Britain, and Blair, Await Long-Delayed Iraq War Inquiry

LONDON— The official inquiry into Britain’s role in the Iraq War is releasing its findings Wednesday, more than seven years after hearings began and 13 years on from the 2003 U.S.-led invasion.Retired civil servant John Chilcot is due to publish his ...
Britain, and Blair, Await Long-Delayed Iraq War Inquiry
FILE- In this Thursday Dec. 22, 2005 file photo, the then Britain's Prime Minister Tony Blair meets soldiers at Shaibah logistics base, Basra, Iraq. Thirteen years after British troops marched into Iraq and seven years after they left a country that's still mired in violence, a mammoth official report, which will be published Wednesday July 6, 2016, is about to address the lingering question: What went wrong? (AP Photo/Kirsty Wigglesworth, File)
The Associated Press
7/6/2016
Updated:
7/6/2016

LONDON—The official inquiry into Britain’s role in the Iraq War is releasing its findings Wednesday, more than seven years after hearings began and 13 years on from the 2003 U.S.-led invasion.

Retired civil servant John Chilcot is due to publish his 2.6-million-word report on a divisive conflict that — by the time British combat forces left in 2009 — had killed 179 British troops, almost 4,500 American personnel and more than 100,000 Iraqis.

Iraq descended into sectarian strife after the occupiers dismantled Saddam Hussein’s government and military apparatus, unleashing chaos that helped give rise to the Islamic State group.

The war has overshadowed the legacy of Britain’s then-leader, Prime Minister Tony Blair. His government has been accused of exaggerating intelligence about Saddam’s alleged weapons of mass destruction in order to build support for invasion.

Blair — who declined to comment on the report before publication — has always said his government did not invent or distort intelligence.

Senior politicians, diplomats, intelligence officials and military officers are prepared for criticism over the invasion and its aftermath.

Chilcot said Tuesday that he'd “made very clear right at the start of the inquiry that if we came across decisions or behavior which deserved criticism then we wouldn’t shy away from making it.”
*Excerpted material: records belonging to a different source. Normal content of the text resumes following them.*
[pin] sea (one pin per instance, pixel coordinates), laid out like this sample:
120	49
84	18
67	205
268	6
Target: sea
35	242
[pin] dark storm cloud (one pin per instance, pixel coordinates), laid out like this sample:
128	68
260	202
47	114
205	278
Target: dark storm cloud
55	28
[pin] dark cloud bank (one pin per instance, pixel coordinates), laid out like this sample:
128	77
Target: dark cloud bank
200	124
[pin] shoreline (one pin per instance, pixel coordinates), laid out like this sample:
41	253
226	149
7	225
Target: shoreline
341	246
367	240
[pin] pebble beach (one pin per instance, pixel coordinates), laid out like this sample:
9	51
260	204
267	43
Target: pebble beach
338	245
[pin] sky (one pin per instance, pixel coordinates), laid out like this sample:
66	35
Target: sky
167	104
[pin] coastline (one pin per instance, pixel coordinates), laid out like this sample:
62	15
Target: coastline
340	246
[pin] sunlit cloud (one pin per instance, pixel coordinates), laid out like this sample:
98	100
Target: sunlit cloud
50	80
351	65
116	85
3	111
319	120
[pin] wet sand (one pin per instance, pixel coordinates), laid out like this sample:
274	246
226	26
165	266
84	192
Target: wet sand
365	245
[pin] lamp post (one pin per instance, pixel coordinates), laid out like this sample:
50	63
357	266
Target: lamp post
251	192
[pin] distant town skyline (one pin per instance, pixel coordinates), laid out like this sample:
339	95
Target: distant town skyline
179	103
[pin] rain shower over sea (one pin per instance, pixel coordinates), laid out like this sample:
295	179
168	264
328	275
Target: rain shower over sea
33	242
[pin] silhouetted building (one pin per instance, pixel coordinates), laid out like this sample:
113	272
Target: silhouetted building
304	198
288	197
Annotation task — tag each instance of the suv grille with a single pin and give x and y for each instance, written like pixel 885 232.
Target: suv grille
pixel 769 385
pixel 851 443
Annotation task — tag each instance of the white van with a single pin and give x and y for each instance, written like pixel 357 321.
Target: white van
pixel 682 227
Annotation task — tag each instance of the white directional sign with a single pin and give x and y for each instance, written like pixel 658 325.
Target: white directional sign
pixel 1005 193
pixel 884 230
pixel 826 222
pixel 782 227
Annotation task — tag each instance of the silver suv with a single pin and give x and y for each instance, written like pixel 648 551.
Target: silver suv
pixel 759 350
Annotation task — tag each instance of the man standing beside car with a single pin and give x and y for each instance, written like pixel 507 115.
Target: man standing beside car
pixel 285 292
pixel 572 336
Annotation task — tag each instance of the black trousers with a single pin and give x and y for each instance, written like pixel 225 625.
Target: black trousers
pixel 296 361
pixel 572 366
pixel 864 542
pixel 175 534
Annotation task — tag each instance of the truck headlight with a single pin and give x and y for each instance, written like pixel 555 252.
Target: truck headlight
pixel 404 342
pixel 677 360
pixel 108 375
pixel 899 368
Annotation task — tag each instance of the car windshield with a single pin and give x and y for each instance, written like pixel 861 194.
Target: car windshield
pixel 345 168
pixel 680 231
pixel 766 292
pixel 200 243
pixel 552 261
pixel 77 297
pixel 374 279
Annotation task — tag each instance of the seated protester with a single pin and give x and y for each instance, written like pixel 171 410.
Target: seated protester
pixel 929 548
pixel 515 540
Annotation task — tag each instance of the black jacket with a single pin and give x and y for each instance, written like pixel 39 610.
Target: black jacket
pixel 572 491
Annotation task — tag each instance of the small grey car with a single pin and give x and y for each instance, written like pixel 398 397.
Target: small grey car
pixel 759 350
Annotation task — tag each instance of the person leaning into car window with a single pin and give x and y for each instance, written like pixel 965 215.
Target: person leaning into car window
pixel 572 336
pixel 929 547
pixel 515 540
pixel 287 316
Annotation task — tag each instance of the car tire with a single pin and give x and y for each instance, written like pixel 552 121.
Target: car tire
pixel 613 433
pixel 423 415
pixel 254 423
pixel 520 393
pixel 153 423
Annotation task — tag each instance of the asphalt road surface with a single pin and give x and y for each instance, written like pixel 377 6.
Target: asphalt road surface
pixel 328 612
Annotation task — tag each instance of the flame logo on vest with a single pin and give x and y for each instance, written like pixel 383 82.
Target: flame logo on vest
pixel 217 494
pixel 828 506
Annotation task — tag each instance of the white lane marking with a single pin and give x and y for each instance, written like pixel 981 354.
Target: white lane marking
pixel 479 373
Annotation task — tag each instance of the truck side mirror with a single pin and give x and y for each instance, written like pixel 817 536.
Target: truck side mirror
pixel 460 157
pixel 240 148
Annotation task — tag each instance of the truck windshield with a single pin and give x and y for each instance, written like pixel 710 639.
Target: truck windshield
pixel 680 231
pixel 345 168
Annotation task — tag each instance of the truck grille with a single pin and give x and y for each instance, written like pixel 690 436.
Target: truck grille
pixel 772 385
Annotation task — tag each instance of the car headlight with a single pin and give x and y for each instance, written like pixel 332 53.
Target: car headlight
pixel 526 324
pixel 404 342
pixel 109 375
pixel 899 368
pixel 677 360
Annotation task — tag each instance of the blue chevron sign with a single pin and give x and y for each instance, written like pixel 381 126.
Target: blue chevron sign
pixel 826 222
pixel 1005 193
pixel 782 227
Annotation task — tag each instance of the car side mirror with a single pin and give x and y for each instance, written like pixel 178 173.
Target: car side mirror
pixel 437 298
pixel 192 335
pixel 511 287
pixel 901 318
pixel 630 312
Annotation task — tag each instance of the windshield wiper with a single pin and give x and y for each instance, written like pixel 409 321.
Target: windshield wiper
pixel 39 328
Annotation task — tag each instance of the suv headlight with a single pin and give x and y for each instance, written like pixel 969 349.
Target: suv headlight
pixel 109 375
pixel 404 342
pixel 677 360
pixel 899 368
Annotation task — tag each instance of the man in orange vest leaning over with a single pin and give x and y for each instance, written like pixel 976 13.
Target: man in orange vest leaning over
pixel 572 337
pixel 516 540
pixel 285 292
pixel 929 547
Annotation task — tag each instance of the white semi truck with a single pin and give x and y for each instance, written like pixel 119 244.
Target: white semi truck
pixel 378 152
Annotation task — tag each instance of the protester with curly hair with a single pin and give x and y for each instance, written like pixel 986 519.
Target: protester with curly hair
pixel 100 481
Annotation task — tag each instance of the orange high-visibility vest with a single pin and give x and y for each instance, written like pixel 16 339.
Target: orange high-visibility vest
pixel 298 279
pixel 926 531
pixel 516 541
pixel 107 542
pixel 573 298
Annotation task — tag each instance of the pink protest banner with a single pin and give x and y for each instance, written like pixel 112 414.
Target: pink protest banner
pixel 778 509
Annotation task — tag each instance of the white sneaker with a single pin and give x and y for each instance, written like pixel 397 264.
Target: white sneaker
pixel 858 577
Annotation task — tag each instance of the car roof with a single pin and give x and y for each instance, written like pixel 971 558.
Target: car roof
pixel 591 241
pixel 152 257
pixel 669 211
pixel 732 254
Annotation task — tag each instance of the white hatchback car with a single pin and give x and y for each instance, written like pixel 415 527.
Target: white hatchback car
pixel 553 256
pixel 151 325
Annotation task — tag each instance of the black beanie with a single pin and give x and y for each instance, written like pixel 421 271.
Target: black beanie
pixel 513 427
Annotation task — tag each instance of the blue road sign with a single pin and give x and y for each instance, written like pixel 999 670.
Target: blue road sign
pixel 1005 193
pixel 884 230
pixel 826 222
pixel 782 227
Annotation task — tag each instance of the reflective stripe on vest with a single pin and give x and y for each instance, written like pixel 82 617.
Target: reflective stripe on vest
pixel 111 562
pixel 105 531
“And indeed, there have been more than a few instances where we are bound to do that,” he said.

Chilcot’s inquiry held public hearings between 2009 and 2011, taking evidence from more than 150 witnesses and analyzing 150,000 documents.

Its report has been repeatedly delayed, in part by wrangling over the inclusion of classified material, including conversations between Blair and U.S. President George W. Bush. Some of Blair’s pre-war letters to the president are expected to be published by Chilcot.

Anti-war activists and relatives of some dead British troops hope the report will find the conflict illegal, opening the way for Blair to be prosecuted for war crimes.

“That man has been the puppet master, and it’s about time that we came along and we cut his strings,” said Sarah O‘Connor, whose brother, Sgt. Bob O’Connor, died in a plane crash in Iraq in 2005.

Chilcot has stressed that his inquiry is not a court of law, and the International Criminal Court has said that the “decision by the U.K. to go to war in Iraq falls outside the court’s jurisdiction.”

Chilcot said he wanted the report to be “a really reliable account of all that happened that really matters” over Iraq, with lessons for the future.

Peter Brierley, whose son Lance Cpl. Shaun Brierley was killed in 2003, said he hoped the report “comes somewhere close to what I expect, which is to say that Tony Blair did go to war illegally.”

“Scrape away the whitewash and I feel the truth will be actually there,” he said.